Individual patient data were available from two RCTs [
45,
51], in which 79 patients (41 operative, 38 nonoperative) were identified (Table ). This does not include data for those lost to followup. The mean age of these 79 patients was 41.5 years, male to female ratio was 2:1, and mean followup was 47 months (range, 24–118 months). The majority of fractures were at T12-L1, accounting for 78% of fractures. Falls (44%) and motor vehicle accidents (35%) were the most common mechanisms of injury. Default quantitative analyses included data only from RCTs, whereas sensitivity analyses were performed using data from the quasiRCT.
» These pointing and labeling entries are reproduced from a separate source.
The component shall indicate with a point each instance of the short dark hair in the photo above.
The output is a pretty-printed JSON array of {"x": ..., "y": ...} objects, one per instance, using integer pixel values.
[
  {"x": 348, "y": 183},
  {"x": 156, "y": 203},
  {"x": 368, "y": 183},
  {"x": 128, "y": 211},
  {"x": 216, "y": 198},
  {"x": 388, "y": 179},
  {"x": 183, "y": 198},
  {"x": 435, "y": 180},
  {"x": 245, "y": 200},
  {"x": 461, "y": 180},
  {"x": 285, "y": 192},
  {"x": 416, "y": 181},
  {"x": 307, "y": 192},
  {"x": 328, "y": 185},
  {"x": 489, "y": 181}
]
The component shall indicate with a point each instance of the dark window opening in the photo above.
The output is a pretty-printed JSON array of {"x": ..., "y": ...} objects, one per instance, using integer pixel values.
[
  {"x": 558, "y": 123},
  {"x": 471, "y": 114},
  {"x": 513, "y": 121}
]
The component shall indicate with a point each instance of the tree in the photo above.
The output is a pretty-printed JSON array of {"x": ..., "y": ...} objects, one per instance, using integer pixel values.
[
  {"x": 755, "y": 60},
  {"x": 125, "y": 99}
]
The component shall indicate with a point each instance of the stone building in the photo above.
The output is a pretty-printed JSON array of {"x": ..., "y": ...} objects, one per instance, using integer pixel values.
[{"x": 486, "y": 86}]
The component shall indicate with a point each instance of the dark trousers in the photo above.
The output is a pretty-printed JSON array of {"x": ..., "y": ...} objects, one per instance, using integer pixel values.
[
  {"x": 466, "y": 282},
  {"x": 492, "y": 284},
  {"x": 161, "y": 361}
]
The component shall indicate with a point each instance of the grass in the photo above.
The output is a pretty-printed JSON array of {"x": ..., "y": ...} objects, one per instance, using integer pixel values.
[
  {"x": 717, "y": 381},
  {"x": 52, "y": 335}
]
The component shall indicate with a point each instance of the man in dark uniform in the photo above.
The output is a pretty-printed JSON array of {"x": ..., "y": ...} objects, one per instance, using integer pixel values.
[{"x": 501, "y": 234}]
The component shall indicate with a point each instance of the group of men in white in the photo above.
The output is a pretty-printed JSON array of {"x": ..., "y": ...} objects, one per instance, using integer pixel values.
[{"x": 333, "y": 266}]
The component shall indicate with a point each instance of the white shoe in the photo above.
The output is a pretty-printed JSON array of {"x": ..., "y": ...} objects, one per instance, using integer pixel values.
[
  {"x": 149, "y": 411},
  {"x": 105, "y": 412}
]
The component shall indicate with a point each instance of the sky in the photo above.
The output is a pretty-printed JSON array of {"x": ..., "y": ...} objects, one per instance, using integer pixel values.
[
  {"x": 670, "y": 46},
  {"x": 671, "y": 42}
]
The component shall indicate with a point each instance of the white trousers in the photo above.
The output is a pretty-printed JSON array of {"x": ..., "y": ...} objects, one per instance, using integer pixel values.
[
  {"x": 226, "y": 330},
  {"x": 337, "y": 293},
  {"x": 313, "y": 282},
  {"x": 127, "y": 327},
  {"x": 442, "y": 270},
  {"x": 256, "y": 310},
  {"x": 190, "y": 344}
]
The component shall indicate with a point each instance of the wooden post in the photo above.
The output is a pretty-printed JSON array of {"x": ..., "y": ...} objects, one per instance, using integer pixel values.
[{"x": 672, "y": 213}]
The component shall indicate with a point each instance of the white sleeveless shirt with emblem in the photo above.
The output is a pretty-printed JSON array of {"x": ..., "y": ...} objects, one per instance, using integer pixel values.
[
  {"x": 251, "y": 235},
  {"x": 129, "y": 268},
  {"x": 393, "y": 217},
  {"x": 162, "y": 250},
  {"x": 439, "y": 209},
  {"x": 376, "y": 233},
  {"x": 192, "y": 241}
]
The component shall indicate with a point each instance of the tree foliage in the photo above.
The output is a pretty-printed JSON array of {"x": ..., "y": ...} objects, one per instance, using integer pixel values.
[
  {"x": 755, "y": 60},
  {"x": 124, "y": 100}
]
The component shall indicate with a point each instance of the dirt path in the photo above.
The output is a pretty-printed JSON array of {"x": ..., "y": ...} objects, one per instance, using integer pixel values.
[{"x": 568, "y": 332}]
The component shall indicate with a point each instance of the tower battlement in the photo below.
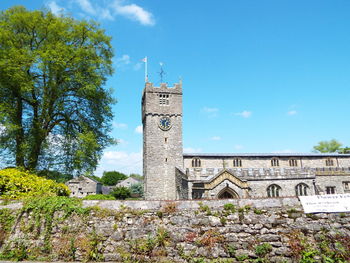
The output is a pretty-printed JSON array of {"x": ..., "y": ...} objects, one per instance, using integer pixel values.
[{"x": 176, "y": 88}]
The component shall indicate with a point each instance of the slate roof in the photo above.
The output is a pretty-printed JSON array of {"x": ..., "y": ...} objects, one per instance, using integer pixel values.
[{"x": 209, "y": 155}]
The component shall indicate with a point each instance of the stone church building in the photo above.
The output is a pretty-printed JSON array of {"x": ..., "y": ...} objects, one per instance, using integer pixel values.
[{"x": 170, "y": 174}]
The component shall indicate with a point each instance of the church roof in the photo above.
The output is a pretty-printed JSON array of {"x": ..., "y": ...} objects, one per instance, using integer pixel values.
[{"x": 265, "y": 155}]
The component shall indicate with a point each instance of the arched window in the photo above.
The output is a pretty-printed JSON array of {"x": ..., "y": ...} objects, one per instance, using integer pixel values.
[
  {"x": 273, "y": 190},
  {"x": 196, "y": 162},
  {"x": 329, "y": 162},
  {"x": 275, "y": 162},
  {"x": 301, "y": 189},
  {"x": 237, "y": 162},
  {"x": 293, "y": 162}
]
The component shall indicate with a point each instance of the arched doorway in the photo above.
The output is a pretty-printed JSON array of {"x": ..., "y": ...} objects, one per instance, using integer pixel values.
[{"x": 227, "y": 193}]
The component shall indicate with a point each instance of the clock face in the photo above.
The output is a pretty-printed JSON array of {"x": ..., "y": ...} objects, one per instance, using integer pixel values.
[{"x": 165, "y": 123}]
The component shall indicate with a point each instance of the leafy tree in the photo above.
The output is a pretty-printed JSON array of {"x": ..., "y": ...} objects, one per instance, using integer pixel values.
[
  {"x": 137, "y": 189},
  {"x": 344, "y": 150},
  {"x": 112, "y": 177},
  {"x": 121, "y": 192},
  {"x": 54, "y": 109},
  {"x": 328, "y": 146}
]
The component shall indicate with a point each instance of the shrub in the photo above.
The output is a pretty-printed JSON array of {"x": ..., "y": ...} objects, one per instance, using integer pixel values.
[
  {"x": 121, "y": 192},
  {"x": 99, "y": 197},
  {"x": 230, "y": 207},
  {"x": 263, "y": 249},
  {"x": 137, "y": 189},
  {"x": 15, "y": 184}
]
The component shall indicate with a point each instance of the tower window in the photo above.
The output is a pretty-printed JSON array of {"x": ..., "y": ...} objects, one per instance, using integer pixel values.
[
  {"x": 275, "y": 162},
  {"x": 273, "y": 190},
  {"x": 329, "y": 162},
  {"x": 196, "y": 162},
  {"x": 301, "y": 189},
  {"x": 163, "y": 99},
  {"x": 330, "y": 190},
  {"x": 237, "y": 162},
  {"x": 293, "y": 162}
]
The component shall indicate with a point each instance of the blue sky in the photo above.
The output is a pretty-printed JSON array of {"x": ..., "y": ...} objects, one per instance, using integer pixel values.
[{"x": 258, "y": 76}]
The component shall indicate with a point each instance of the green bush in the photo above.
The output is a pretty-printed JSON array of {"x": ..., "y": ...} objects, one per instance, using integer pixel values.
[
  {"x": 230, "y": 207},
  {"x": 16, "y": 184},
  {"x": 137, "y": 189},
  {"x": 121, "y": 192},
  {"x": 99, "y": 197},
  {"x": 263, "y": 249}
]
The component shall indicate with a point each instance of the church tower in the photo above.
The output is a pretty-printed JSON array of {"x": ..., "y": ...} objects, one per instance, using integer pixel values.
[{"x": 162, "y": 140}]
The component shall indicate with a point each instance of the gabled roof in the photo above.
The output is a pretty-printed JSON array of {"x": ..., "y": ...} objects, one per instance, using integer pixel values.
[{"x": 82, "y": 178}]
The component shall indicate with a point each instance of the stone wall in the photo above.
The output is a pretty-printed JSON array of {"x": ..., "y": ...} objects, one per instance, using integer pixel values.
[{"x": 184, "y": 231}]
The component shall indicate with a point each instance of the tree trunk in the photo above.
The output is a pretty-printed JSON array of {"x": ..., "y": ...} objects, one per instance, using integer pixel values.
[
  {"x": 19, "y": 133},
  {"x": 38, "y": 136}
]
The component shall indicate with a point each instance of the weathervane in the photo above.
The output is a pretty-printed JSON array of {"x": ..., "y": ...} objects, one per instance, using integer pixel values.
[{"x": 162, "y": 72}]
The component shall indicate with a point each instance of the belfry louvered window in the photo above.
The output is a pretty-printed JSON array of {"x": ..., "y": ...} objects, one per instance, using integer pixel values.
[
  {"x": 237, "y": 162},
  {"x": 293, "y": 162},
  {"x": 196, "y": 162},
  {"x": 273, "y": 190},
  {"x": 301, "y": 189},
  {"x": 329, "y": 162},
  {"x": 163, "y": 99},
  {"x": 275, "y": 162}
]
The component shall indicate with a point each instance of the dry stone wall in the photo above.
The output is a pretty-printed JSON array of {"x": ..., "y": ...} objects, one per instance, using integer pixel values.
[{"x": 209, "y": 231}]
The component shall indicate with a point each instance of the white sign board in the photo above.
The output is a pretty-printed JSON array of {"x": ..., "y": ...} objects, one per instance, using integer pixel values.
[{"x": 326, "y": 203}]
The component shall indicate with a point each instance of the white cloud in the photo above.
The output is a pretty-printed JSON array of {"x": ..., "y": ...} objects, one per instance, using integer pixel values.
[
  {"x": 133, "y": 12},
  {"x": 244, "y": 114},
  {"x": 108, "y": 11},
  {"x": 139, "y": 129},
  {"x": 120, "y": 125},
  {"x": 55, "y": 8},
  {"x": 137, "y": 66},
  {"x": 120, "y": 161},
  {"x": 238, "y": 147},
  {"x": 192, "y": 150}
]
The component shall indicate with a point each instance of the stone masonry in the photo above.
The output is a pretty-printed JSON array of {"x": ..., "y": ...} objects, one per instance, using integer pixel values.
[
  {"x": 162, "y": 149},
  {"x": 184, "y": 231}
]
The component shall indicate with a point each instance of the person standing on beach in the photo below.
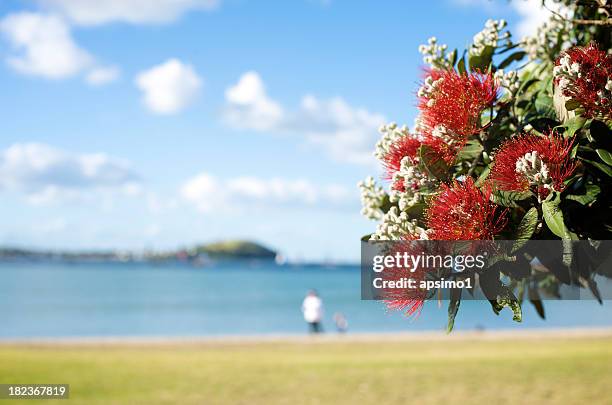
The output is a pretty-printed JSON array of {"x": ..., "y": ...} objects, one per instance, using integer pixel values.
[{"x": 312, "y": 308}]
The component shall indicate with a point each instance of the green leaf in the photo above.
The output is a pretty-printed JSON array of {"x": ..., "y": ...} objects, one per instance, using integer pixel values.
[
  {"x": 481, "y": 62},
  {"x": 453, "y": 308},
  {"x": 571, "y": 105},
  {"x": 592, "y": 191},
  {"x": 509, "y": 198},
  {"x": 526, "y": 85},
  {"x": 525, "y": 229},
  {"x": 516, "y": 56},
  {"x": 604, "y": 168},
  {"x": 470, "y": 151},
  {"x": 507, "y": 299},
  {"x": 605, "y": 156},
  {"x": 483, "y": 176},
  {"x": 554, "y": 218},
  {"x": 433, "y": 163},
  {"x": 572, "y": 125},
  {"x": 536, "y": 301}
]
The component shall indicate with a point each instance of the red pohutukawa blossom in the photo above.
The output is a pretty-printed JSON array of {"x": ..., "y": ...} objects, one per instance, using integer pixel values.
[
  {"x": 399, "y": 298},
  {"x": 532, "y": 162},
  {"x": 451, "y": 105},
  {"x": 584, "y": 74},
  {"x": 463, "y": 212}
]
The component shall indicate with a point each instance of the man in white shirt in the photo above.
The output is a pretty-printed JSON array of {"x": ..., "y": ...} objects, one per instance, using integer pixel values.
[{"x": 312, "y": 308}]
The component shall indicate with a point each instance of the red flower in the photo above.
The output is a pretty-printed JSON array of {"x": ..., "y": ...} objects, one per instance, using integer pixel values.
[
  {"x": 410, "y": 301},
  {"x": 463, "y": 212},
  {"x": 525, "y": 162},
  {"x": 585, "y": 75},
  {"x": 451, "y": 104}
]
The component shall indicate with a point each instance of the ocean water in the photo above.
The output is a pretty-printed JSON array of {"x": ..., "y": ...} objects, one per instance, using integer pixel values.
[{"x": 231, "y": 298}]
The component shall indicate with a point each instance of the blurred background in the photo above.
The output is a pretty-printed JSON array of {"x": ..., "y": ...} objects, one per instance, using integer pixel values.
[{"x": 189, "y": 167}]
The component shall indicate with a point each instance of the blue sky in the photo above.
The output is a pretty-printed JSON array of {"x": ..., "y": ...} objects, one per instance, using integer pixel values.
[{"x": 178, "y": 122}]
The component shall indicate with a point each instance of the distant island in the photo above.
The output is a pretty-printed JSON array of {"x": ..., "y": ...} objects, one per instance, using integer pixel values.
[{"x": 197, "y": 255}]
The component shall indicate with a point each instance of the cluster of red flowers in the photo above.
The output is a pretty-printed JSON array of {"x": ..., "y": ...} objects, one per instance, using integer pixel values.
[
  {"x": 535, "y": 162},
  {"x": 410, "y": 301},
  {"x": 463, "y": 212},
  {"x": 584, "y": 74},
  {"x": 451, "y": 105}
]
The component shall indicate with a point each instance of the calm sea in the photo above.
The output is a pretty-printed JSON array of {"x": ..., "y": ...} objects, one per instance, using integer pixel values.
[{"x": 59, "y": 299}]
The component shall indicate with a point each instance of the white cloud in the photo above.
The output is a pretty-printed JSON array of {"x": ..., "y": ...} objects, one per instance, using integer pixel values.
[
  {"x": 208, "y": 193},
  {"x": 102, "y": 75},
  {"x": 46, "y": 174},
  {"x": 94, "y": 12},
  {"x": 43, "y": 46},
  {"x": 249, "y": 105},
  {"x": 345, "y": 132},
  {"x": 169, "y": 87}
]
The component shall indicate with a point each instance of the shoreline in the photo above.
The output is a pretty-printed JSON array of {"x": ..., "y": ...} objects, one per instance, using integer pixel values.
[{"x": 358, "y": 337}]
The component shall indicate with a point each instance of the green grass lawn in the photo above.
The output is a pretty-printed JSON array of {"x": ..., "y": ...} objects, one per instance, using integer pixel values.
[{"x": 536, "y": 371}]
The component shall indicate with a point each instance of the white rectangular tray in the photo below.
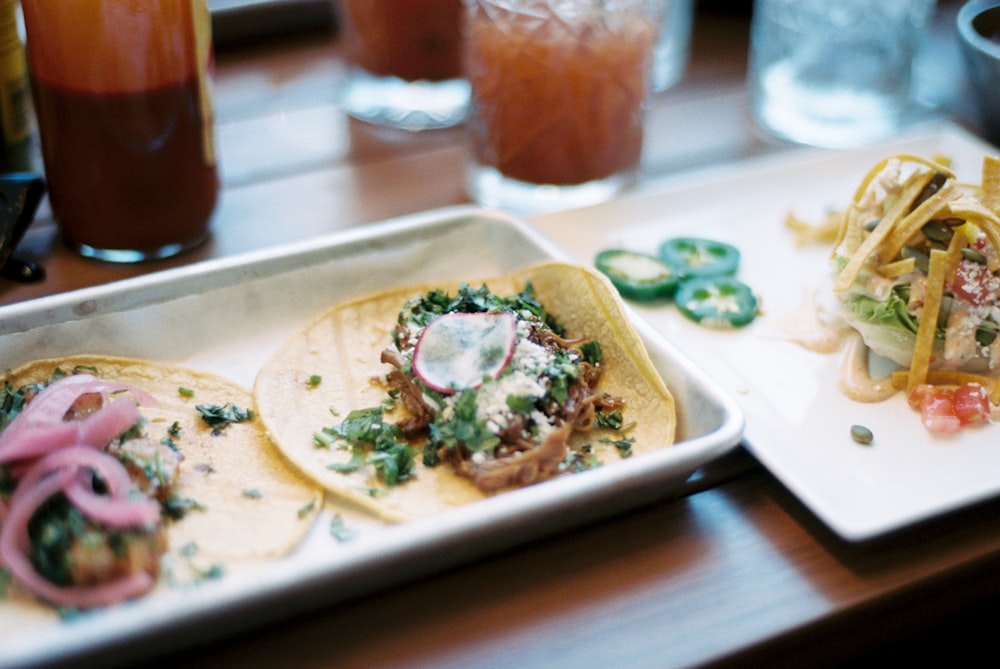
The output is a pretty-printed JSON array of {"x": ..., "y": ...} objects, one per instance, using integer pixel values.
[
  {"x": 227, "y": 316},
  {"x": 798, "y": 423}
]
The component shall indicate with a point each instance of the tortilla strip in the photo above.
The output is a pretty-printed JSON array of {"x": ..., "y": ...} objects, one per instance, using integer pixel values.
[
  {"x": 881, "y": 232},
  {"x": 991, "y": 183},
  {"x": 924, "y": 345},
  {"x": 343, "y": 346},
  {"x": 911, "y": 224}
]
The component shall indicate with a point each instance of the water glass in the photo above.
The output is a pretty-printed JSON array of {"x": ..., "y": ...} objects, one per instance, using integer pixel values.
[
  {"x": 404, "y": 62},
  {"x": 834, "y": 74},
  {"x": 558, "y": 95},
  {"x": 670, "y": 57}
]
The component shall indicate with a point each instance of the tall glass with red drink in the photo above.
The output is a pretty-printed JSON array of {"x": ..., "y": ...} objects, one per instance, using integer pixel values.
[
  {"x": 404, "y": 62},
  {"x": 558, "y": 95},
  {"x": 125, "y": 122}
]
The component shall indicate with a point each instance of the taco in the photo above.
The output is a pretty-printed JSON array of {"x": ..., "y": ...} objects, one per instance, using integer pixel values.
[
  {"x": 118, "y": 476},
  {"x": 917, "y": 266},
  {"x": 421, "y": 399}
]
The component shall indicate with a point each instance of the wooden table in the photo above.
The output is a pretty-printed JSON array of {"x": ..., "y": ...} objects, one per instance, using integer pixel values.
[{"x": 734, "y": 572}]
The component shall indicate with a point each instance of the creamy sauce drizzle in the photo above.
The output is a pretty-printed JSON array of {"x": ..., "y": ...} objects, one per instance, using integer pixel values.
[
  {"x": 811, "y": 331},
  {"x": 856, "y": 382}
]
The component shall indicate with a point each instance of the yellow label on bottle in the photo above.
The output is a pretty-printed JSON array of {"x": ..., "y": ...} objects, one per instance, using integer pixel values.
[
  {"x": 203, "y": 53},
  {"x": 15, "y": 121}
]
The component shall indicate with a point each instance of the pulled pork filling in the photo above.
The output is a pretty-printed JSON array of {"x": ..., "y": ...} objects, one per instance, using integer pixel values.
[
  {"x": 527, "y": 452},
  {"x": 514, "y": 429}
]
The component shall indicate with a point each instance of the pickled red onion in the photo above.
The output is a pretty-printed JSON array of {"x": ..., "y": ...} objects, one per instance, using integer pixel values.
[
  {"x": 35, "y": 437},
  {"x": 15, "y": 545},
  {"x": 49, "y": 455},
  {"x": 75, "y": 466}
]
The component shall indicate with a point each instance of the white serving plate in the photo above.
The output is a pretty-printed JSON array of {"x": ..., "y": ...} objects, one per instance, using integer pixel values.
[
  {"x": 797, "y": 421},
  {"x": 228, "y": 316}
]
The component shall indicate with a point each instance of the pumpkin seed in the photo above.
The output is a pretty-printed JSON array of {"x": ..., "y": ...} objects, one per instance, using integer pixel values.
[{"x": 862, "y": 434}]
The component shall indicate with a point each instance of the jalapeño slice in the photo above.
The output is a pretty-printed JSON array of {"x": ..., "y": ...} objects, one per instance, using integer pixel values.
[
  {"x": 637, "y": 276},
  {"x": 716, "y": 301},
  {"x": 695, "y": 256}
]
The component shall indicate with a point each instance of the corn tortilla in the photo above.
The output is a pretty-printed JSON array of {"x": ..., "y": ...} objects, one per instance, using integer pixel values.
[
  {"x": 342, "y": 348},
  {"x": 252, "y": 506}
]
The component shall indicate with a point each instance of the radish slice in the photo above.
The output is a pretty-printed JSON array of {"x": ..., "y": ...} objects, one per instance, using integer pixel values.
[{"x": 458, "y": 351}]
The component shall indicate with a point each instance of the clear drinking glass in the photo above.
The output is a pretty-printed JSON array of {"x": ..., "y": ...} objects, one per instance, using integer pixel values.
[
  {"x": 834, "y": 74},
  {"x": 404, "y": 62},
  {"x": 558, "y": 95},
  {"x": 670, "y": 57}
]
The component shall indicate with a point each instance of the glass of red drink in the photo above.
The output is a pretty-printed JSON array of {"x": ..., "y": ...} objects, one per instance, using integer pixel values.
[
  {"x": 404, "y": 62},
  {"x": 558, "y": 95},
  {"x": 125, "y": 122}
]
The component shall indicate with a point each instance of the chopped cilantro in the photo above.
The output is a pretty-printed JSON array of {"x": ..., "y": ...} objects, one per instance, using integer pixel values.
[
  {"x": 521, "y": 403},
  {"x": 591, "y": 352},
  {"x": 611, "y": 420},
  {"x": 364, "y": 430},
  {"x": 623, "y": 445},
  {"x": 218, "y": 417},
  {"x": 463, "y": 427}
]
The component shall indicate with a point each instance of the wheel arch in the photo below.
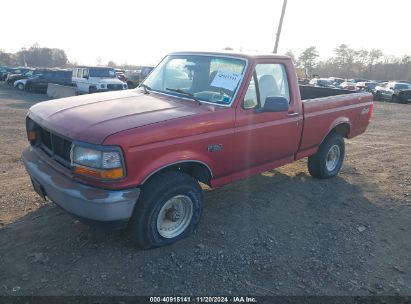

| Table 3Baseline characteristics of patients included in individual patient data meta-analysis |
There was a difference in age but no between-group differences in gender, mechanism of injury, level of fracture, or length of followup (Table ). There also were no differences in baseline measurements of the main outcome measures of pain (mean difference [MD] = 0.8; p = 0.77; 95% CI, −4.4–6.0), function using the RMDQ score (MD = 0.6; p = 0.13; 95% CI, −0.2–1.3), or degrees of kyphosis (MD = 0.21; p = 0.91; 95% CI, -3.5–3.9).